A Fan Writer Footnote

John Scalzi’s name was missing from the slate of nominees for the 2009 Best Fan Writer Hugo, an outcome he invested sincere effort to achieve, actively drawing his readers’ attention to the work of other fans during the nominating phase. Still, I’d thought it would be impossible for him to shed all the momentum produced by winning the Hugo in 2008 and falling just one vote shy of a victory in 2007.

So I posed the question, had he received a nomination and declined it? Scalzi graciously answered:

No. I was simply not nominated this year. I did spend a fair amount of time during the nomination window encouraging people not to nominate me and to instead nominate other folks who were new and/or had not previously won the category, so I can’t say that I was surprised not to be nominated. I can say that had I been nominated, I would have declined the nomination (although had I declined, I would not have commented until after the the awards ceremony).

2 thoughts on “A Fan Writer Footnote

  1. I’m surprised that you’re commenting about Scalzi not being nominated in Best Fan Writer given that his blog army managed to get him nominated in three other categories: Best Novel for the third volume in a series, Best Related Book, and Best Dramatic Presentation, Long Form, for something called METAtropolis.

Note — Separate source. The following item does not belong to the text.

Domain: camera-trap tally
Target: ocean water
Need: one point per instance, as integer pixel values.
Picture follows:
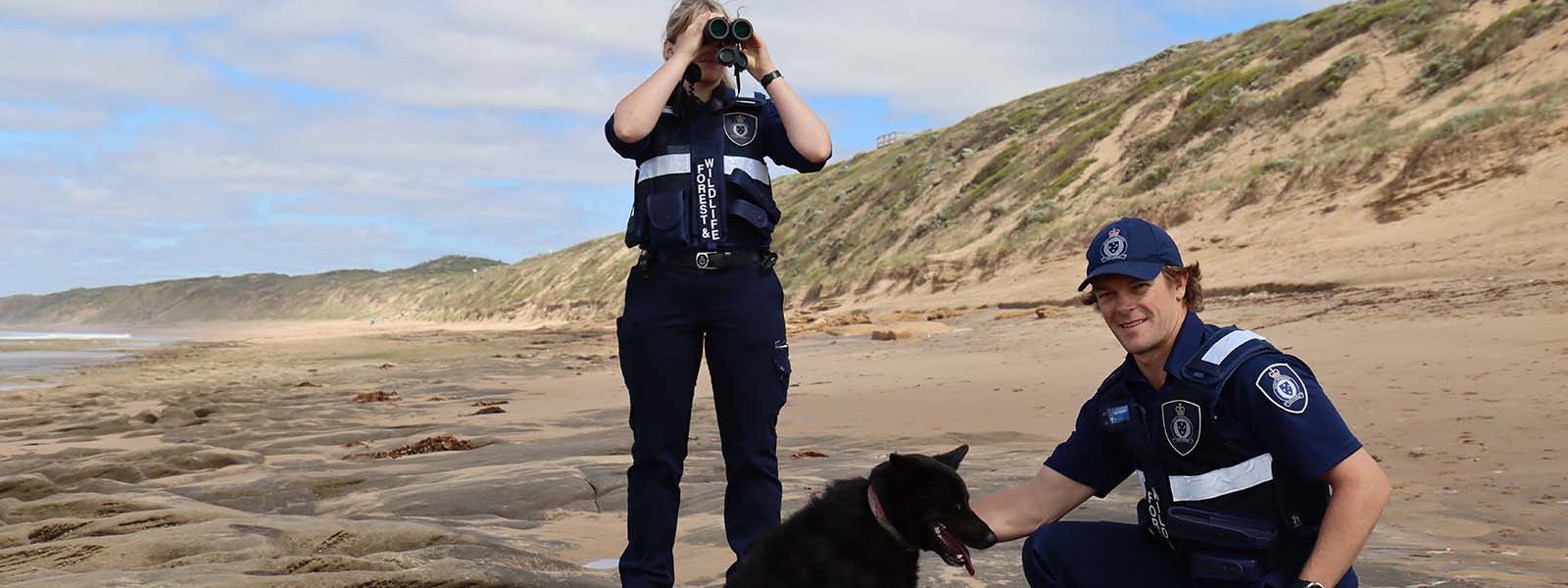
(38, 358)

  2. Well, it’s the fannish questions that interest me most. Looking over this year’s Hugo finalists I wondered about the status of Electric Velocipede and why last year’s Best Fan Writer winner wasn’t nominated.

    I asked Scalzi precisely because he has enthusiastic supporters — he had urged them to vote for other good fan writers but it might have been possible that the only way he could have kept himself off the ballot was to decline, and I wanted to give credit where it’s due. As it happened, they followed his wishes to that extent, though as Cheryl Morgan notes Scalzi didn’t succeed in channeling their enthusiasm to produce any first-time Best Fan Writer nominees.

    I’m not surprised, for as someone whose blog was linked from Scalzi’s list of recommendations, I got literally just half-a-dozen click-throughs from it.

    Many fans read Whatever, but only a few of them are Hugo voters. When you look at last year’s final report on Hugo nominations, it’s evident there is no “blog army” at work, nor massive numbers of votes available to be channeled to other prospective nominees. In 2008, Scalzi got 43 nominations for Best Fan Writer — more than anyone else, but not an “army.” His novel got 41 nominations — no “army” at work there, either. In comparison, File 770 got 33 nominations.

    This kind of analysis shows me that if I want to be a Best Fan Writer nominee again I may have to resort to desperate measures — like writing better!